A few years ago, my ex and I got a fish.

The idea of changing the fish filter every two weeks, for 15 some odd bucks a pop really didn't appeal to me.

Spent a few days thinking; then remembered a friend of mine in the city use to keep bamboo in the tank with his fish... And I had been thinking a lot about mimicking nature with designs; which had me thinking about plants around a pond or lake, and how they must interact some how together.

A short Google search later I was reading about Aquaponics, the art of keeping fish in a tank, and plants above or in the tank to clean the water of the fish waste.

The fish produce plant food, the plants produce clean healthy water for the fish.

This process works so well that my fish (R.I.P. all of you.) used to get very excited when the flow was turned on, and would physically become more active and playful.

I have learned to reduce the scale, using sub-aquatic black mystery snails; so as to not even require fish.

The snails do not eat living plant matter, and are easy to feed; I also feed them algae pucks from time to time; and they enjoy sticks also; making them very cheap to keep; they breed their population levels to correspond with their food levels; and you can generate an unlimited amount of them from a single snail who can breed with itself.


.Snail Army.
I have two styles of systems running in my apartment; one is electric free; which I developed through trial and error, and reading a lot; and the other is the traditional aquaponics set up with an electric pump.

 The traditional set up; with a pump, a grow bed, and an aquarium; the stainless steel bowl acts as a splash guard/catchment sort of thing, and has holes popped in it's side and bottom for draining; the drop of the water into the tank also generates more oxygen in the environment, which is good for both the aquatic animals and the plants.


 This is a simple, half broken pump I salvaged from the garbage, and it works fine for getting the water up to the grow bed.

Using a potable water tube, and a O Ring clamp to attach it to the pumps little nozzle thing; it runs up to the grow bed, into the back, where it distributes through the roots, and out the drain nozzle back into the tank.

The water catchment keeps splashing down, puts the water into a circular motion (Superstition or science?

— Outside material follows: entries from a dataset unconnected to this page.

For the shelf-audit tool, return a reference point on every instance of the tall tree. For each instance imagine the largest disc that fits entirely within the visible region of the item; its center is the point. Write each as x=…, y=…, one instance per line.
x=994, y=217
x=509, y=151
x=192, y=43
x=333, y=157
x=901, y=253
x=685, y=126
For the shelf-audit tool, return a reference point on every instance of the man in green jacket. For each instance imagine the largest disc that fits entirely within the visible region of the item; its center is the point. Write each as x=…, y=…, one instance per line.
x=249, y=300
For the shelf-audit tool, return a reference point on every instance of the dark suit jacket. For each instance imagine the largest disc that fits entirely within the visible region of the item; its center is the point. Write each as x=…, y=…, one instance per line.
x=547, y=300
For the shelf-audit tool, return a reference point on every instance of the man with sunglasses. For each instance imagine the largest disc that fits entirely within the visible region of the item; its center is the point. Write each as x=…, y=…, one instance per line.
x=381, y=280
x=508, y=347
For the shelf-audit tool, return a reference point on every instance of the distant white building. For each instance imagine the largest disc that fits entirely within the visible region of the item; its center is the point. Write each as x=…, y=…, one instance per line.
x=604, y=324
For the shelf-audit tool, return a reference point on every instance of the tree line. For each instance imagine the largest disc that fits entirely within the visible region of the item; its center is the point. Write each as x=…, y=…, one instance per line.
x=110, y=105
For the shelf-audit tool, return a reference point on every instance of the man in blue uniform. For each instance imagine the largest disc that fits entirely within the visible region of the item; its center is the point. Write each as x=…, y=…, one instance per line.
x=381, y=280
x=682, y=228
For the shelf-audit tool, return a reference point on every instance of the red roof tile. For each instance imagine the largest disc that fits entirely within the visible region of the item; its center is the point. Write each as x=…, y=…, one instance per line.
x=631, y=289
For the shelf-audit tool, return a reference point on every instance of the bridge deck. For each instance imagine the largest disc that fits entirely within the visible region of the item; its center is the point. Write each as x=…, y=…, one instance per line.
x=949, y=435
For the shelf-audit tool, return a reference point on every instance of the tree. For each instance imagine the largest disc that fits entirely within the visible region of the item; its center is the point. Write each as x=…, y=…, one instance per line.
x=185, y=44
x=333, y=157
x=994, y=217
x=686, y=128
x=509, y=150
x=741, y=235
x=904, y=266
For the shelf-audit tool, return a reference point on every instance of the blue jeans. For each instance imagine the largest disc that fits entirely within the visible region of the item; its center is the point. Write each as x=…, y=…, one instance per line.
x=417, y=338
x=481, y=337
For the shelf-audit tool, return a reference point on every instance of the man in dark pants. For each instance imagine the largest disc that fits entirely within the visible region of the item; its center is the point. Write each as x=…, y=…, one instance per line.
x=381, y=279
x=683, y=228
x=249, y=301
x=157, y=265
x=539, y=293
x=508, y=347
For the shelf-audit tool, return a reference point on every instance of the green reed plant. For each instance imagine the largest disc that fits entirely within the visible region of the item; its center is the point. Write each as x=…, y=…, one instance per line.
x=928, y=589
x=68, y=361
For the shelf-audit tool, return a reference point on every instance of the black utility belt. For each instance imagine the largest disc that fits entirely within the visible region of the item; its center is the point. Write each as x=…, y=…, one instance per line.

Ask Viktor Schauberger... Then it drops into the main tank, oxygenating along the way.



 This is the pumpless system I worked out; it's one large bucket, with lava rocks for a base; filled with a couple three or four inches of water, deep.

The smaller bucket is the grow bed, filled with soil; with a layer of lava rocks below the soil at the bottom; and several, as need be; holes drilled in the bottom, so that the soil can wick the water up.